- France's top court says mayors cannot block gay marriages based on their personal beliefs
- A group of seven mayors had filed an appeal with the Constitutional Council last month
- The law was approved this year by France's parliament and signed off by the president
- A growing number of countries around the world now allow same-sex marriage
France's top court ruled Friday that French mayors cannot refuse to officiate same-sex marriages based on their personal, moral or religious beliefs.
The Constitutional Council ruled that the same-sex marriage law does not infringe on the mayors' "freedom of conscience" and therefore should be applied.
A group of seven mayors had filed an appeal with the Constitutional Council on September 18 stating their opposition to conducting same-sex marriage.
A bill allowing same-sex couples to marry and adopt
was passed earlier this year by the French parliament and signed into law by President Francois Hollande.
A growing number of countries around the world now allow same-sex marriage, the majority of them in Europe.
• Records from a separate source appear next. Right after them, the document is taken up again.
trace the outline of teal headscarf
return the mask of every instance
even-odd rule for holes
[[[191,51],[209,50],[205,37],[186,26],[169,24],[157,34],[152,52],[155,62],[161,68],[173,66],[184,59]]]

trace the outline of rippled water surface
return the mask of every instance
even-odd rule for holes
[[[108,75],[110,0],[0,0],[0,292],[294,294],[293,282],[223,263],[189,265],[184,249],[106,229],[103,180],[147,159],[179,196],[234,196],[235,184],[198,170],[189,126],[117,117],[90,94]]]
The Netherlands was the first, in 2001, and it was later joined by Belgium, Spain, Norway, Sweden, Iceland, Portugal, Denmark and France. A bill to allow same-sex marriage in England and Wales is also now law, though it isn't expected to come into force until 2014.
Argentina, Uruguay, Canada, Brazil, New Zealand and South Africa are the non-European countries in the group, according to the Pew Research Center.
Same-sex marriage is also legal in some parts of Mexico and the United States.